Initial comparisons between healthy volunteers and cancer patients revealed significant differences in monocytes and T cells (CD4+ and CD8+) and B cells. In further large-scale analyses, the authors identified five types of immunotypes, each with distinct cell type distributions and gene expression profiles. These immunotypes include:

  1. G1 Type: Rich in naïve CD4+ T cells, CD8+ T cells, and B cells.
  2. G2 Type: Exhibits a higher proportion of differentiated CD4+ central and transitional memory T cells, and CD39+ regulatory T cells.
  3. G3 Type: Increased mature NK cells and PD-1+, TIGIT+ CD8+ T cells.
  4. G4 Type: Includes NKT cells, terminally differentiated effector memory CD45RA+ and CD45RA- CD4+ and CD8+ T cells.
  5. G5 Type: Rich in classical monocytes, HLA-DRlow monocytes, and neutrophils.

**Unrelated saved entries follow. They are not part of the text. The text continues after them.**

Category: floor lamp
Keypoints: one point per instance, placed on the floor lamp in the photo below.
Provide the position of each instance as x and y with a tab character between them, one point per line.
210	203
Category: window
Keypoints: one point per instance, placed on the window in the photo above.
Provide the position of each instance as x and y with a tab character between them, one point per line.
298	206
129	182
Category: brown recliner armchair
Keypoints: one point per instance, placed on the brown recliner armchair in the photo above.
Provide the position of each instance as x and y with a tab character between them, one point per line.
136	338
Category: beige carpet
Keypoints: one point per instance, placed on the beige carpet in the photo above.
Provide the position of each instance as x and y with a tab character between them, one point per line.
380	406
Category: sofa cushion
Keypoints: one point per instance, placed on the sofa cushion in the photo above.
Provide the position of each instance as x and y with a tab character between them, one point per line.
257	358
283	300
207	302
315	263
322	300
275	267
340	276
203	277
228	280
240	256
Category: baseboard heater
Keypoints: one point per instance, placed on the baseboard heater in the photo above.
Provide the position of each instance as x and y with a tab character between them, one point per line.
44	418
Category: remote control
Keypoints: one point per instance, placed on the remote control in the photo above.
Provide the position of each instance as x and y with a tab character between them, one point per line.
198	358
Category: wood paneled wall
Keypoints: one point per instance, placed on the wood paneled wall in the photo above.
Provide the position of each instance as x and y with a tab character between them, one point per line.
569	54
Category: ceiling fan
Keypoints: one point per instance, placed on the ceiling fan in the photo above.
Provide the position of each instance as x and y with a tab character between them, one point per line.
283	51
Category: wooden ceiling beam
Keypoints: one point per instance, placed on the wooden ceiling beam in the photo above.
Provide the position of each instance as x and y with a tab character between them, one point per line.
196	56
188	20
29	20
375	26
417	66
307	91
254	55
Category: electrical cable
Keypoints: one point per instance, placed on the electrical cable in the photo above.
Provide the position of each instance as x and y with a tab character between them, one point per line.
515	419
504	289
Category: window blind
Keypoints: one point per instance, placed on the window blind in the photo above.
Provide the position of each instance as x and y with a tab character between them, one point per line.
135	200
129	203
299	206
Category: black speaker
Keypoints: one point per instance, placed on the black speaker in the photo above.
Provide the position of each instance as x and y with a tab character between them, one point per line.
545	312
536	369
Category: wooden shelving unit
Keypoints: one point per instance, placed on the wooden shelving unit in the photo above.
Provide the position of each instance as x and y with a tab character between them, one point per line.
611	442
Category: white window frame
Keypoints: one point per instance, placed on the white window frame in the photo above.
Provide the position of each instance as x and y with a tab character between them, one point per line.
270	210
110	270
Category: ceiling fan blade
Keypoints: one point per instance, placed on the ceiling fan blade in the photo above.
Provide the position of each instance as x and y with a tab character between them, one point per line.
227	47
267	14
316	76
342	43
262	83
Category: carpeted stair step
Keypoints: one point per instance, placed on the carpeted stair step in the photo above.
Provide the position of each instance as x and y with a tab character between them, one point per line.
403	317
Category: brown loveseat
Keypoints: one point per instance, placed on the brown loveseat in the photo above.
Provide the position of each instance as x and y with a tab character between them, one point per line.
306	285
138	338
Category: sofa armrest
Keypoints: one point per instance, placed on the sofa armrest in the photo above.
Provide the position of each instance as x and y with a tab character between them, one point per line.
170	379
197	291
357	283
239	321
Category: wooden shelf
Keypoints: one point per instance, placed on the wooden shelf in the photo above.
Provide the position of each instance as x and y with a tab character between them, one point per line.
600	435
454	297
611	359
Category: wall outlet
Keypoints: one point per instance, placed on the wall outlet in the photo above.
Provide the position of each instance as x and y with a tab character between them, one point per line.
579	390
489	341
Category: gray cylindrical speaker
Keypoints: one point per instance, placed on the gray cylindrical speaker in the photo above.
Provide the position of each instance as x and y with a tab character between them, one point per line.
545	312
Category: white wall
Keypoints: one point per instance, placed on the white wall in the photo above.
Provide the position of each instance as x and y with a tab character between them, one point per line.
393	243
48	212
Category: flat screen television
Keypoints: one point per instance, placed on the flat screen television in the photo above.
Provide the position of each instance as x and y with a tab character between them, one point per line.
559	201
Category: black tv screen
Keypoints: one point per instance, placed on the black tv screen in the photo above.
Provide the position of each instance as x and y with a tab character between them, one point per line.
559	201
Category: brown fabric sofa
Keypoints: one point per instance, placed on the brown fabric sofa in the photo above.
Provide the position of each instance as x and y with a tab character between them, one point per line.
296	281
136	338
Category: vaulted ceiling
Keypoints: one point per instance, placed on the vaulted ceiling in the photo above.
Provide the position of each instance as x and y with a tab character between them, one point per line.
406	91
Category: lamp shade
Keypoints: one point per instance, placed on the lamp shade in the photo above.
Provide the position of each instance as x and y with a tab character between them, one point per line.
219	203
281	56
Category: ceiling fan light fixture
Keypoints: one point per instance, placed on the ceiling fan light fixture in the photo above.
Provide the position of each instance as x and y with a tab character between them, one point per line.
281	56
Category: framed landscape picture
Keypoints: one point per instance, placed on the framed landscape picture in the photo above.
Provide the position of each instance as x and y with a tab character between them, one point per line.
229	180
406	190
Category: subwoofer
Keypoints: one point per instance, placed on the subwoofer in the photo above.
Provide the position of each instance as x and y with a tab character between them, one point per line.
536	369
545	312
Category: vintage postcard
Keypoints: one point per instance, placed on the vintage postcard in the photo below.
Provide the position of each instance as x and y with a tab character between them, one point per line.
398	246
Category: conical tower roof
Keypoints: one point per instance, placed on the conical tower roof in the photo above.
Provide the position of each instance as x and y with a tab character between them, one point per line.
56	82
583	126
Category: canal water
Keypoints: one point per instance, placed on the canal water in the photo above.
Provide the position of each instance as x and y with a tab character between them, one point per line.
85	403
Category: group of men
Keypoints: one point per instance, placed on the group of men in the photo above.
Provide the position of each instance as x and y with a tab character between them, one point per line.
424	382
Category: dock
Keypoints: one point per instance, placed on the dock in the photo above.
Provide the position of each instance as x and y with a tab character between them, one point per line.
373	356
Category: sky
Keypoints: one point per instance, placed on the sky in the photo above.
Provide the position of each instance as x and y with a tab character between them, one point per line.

Additionally, to validate the clinical significance and practicality of these immunotypes, the authors created an immunotype-based signature score system using spectral clustering, gene expression profiling, and systematic immune response evaluations. This system was applied to a series of studies on cancer patients’ treatment responses.

Research Significance

This study developed a new clinical immunoprofiling platform by combining high-parameter flow cytometry and machine learning technologies. The research indicates that peripheral blood immunotypes not only reflect the state of the patient’s immune system but can also predict cancer patients’ responses to different treatments, such as immunotherapy. This platform can be widely applied among cancer patients, providing stratified prognosis and treatment response predictions through simple blood tests, thereby enhancing the specificity and effectiveness of clinical treatments.

Research Highlights

  1. Novel Approach: Developed an efficient clinical immunoprofiling platform by combining flow cytometry with machine learning models.
  2. Multiparametric Analysis: Conducted systematic immune cell typing through ten extensive antibody panels, achieving comprehensive analysis of 650 cell types and activation states.
  3. Immunotype Scoring System: Developed a continuous immunotype-based signature scoring system that effectively explains the systematic immune circumstances of cancer patients’ different treatment responses.
  4. Wide Applicability: Verified the universal presence and applicability of five immunotypes across various cancer types and treatment responses, demonstrating the platform’s broad clinical value.

Summary

This research systematically analyzed and identified five conserved immunotypes in the peripheral blood of cancer patients and evaluated their relationships with immunotherapy responses. The findings not only provide new perspectives and tools for personalized immunotherapy but also offer clinicians a simple and feasible method for immune detection, improving the predictive and monitoring capabilities of cancer treatment. In the future, further research and application may simplify the diagnostic and therapeutic process for cancer patients and promote the optimization and development of immunotherapy.